Rich,
You bring up a few interesting stories. First, any car restored has new parts or paint so I believe the restoration is up to the buyer if he feels that it is worth it. Not disclosing what was done in the restoration is fraud in my mind. Not so much rebodying, but I am NOT for rebodying cars.
My second point . . . The 2nd prototype BlackBird we built was bought by a 20 year old kid (by his parents) and 5 days later he turned 21 and at midnight, he and 3 other friends decided to go get their first legal drink (although they were already drinking). The police report said that they left two 180 foot blackmarks from the apartment entrance and went through an intersection at 115 mph and got the car airborn and lost it as the back end came around after the intersection. The car slid into the median and crushed the right side wheels and rocker and broke the passengers legs and then slid around and went through the other lanes and hit the left side front wheel and crushed it and then ended up with a tree 12 inches into the rear quarter in front of the rear wheel. The motor was 6 inches over to the left and the tranny was ripped off the car. Fortunately, they all lived, but the car with only 505 miles on it didn't. It was shipped to a salvage yard in GA and then another, and then another. About 10 months later I got a call from a guy in KY asking if we know about a wrecked black trans am in a salvage yard up there ?? He said it had a silver dash and a brass plate in the door jamb and thought it might be something unique and rare. I asked for the plate info and sure enough it was THE original car. He said that he was going to buy it and wanted me to turn it into a BlackBird again (
http://www.gmmginc.net/html/blackbird.html ). He said that he had a good body and that he would transfer the tags and wanted the stuff to restore it as the 2nd Blackbird prototype. I told him that the only way I would do it was if he fixed the body, no matter the cost, and sent it back down to us after it was restored as a 2001 Trans Am / WS6. He did and then sent it back to our shop (GMMG, Inc) and we then restored it with the BlackBird package. The car wasn't perfect but it was the original car.

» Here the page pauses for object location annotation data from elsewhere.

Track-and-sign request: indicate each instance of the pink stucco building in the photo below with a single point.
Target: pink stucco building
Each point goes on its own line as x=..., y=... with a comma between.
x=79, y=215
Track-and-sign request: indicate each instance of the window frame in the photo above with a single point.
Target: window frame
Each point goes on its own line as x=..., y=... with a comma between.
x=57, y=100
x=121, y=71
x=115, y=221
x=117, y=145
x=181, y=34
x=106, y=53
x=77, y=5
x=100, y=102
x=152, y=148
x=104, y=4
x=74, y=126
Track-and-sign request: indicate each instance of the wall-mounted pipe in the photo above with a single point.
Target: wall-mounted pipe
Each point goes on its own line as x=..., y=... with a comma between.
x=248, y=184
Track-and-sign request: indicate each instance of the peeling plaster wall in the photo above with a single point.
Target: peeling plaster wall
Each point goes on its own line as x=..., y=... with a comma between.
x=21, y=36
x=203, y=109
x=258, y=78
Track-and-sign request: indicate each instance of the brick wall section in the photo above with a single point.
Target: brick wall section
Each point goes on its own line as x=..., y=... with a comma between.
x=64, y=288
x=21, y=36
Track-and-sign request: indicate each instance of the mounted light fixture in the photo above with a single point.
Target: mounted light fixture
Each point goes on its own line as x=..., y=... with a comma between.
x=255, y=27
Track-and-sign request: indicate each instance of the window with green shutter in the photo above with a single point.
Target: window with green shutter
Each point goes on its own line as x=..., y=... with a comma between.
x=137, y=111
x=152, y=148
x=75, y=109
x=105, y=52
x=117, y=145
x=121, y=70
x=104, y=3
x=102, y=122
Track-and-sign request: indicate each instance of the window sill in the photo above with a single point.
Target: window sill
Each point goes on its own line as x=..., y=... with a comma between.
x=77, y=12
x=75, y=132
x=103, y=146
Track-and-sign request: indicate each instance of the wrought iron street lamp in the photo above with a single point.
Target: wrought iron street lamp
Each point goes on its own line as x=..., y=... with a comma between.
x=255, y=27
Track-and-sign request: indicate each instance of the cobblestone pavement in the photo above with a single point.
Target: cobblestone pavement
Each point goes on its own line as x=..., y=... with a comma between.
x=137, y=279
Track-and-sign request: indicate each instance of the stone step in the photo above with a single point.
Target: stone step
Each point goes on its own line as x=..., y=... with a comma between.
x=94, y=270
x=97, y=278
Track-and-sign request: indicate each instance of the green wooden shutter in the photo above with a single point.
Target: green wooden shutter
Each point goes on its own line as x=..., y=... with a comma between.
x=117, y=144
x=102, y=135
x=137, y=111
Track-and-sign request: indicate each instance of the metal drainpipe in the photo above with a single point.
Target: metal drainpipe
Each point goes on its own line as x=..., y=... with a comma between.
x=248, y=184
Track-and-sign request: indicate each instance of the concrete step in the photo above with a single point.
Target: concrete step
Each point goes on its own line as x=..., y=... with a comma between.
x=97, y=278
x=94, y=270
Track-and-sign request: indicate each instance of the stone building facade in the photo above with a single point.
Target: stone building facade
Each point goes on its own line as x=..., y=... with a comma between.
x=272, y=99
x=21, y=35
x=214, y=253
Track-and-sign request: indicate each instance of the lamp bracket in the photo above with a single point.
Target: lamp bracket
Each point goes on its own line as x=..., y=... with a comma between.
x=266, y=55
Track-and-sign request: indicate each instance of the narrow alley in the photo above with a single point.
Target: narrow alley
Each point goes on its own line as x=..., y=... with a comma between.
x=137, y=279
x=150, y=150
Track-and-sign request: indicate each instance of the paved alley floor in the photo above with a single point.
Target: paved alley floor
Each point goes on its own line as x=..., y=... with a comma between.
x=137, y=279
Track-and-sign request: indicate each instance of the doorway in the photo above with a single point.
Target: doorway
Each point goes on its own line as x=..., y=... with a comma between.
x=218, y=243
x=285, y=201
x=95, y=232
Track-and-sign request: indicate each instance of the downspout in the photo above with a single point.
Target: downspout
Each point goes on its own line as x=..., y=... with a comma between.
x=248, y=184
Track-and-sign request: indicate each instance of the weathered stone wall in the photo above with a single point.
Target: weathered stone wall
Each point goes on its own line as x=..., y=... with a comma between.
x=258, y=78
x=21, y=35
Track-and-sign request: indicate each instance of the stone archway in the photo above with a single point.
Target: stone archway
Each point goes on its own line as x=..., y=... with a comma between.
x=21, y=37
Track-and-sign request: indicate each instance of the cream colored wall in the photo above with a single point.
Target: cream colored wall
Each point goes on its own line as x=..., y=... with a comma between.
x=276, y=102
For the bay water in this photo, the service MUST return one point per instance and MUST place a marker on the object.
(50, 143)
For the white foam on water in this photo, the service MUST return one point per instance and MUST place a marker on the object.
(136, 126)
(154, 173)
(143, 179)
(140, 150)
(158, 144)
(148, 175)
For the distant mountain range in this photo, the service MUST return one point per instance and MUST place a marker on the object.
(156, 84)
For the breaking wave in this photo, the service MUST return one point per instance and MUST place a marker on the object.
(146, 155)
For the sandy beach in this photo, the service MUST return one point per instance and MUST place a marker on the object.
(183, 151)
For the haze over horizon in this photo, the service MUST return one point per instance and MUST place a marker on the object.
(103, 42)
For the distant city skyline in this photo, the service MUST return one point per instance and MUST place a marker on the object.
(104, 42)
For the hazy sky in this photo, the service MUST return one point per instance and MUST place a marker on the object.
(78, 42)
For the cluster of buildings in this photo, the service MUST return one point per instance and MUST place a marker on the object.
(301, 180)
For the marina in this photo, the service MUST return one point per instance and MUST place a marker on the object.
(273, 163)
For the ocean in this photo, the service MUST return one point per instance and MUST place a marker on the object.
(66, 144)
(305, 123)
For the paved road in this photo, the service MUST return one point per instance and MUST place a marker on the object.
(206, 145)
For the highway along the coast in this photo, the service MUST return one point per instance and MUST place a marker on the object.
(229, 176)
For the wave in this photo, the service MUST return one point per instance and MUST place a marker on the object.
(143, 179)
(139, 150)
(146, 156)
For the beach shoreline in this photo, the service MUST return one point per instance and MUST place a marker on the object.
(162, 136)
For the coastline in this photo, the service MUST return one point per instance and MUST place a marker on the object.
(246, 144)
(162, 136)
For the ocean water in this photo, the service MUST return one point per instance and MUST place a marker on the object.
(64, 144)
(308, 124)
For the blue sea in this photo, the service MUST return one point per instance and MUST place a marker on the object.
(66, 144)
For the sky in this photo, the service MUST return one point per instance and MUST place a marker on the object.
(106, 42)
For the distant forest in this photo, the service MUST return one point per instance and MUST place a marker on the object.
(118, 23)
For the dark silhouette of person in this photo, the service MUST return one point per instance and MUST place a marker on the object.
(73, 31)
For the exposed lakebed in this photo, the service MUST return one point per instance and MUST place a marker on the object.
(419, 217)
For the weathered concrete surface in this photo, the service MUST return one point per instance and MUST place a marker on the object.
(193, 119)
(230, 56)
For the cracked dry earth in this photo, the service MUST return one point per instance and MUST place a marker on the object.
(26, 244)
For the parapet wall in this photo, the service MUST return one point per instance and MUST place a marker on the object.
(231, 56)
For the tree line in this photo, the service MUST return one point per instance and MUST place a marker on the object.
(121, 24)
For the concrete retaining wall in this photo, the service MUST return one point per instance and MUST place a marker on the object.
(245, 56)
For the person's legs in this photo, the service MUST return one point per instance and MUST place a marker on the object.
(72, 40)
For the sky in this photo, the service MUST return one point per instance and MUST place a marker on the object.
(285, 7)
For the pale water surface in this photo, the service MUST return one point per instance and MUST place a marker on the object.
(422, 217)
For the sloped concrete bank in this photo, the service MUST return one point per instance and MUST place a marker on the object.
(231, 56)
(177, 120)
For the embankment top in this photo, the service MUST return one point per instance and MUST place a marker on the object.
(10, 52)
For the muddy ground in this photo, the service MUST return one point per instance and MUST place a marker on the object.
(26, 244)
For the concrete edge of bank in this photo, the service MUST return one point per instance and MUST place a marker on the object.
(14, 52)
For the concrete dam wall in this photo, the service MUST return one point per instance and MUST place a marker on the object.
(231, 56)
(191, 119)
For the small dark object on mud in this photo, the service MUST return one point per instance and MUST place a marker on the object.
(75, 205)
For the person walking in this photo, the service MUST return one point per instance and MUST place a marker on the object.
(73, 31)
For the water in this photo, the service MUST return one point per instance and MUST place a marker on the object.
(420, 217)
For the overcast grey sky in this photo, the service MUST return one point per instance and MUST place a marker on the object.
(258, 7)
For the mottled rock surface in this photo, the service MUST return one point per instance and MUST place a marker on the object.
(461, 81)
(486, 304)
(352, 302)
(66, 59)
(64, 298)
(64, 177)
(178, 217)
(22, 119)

My next story is almost to the tee to your hypothetical ZL1 disaster. In 1997 we at SLP built 100 LT4 Corvette engined SS Camaros and they sold new for just over $40,000.00. One, and I can't remember the number, was stored in the owners warehouse when a guy was driving a 15,000 pound fork lift on the second floor. I guess the second floor wasn't strong enough to hold it and the fork lift fell through the second floor . . . square on top of the LT4 SS Camaro, which had like 100 miles on it. I saw pictures of it and it landed on the top and crushed it flat on the floor, from the steering wheel back. The front end wasn't badly damaged but the tranny back was flat. NO possible chance of restoring that car. I know a few guys here at the SYC own one of those 100 cars.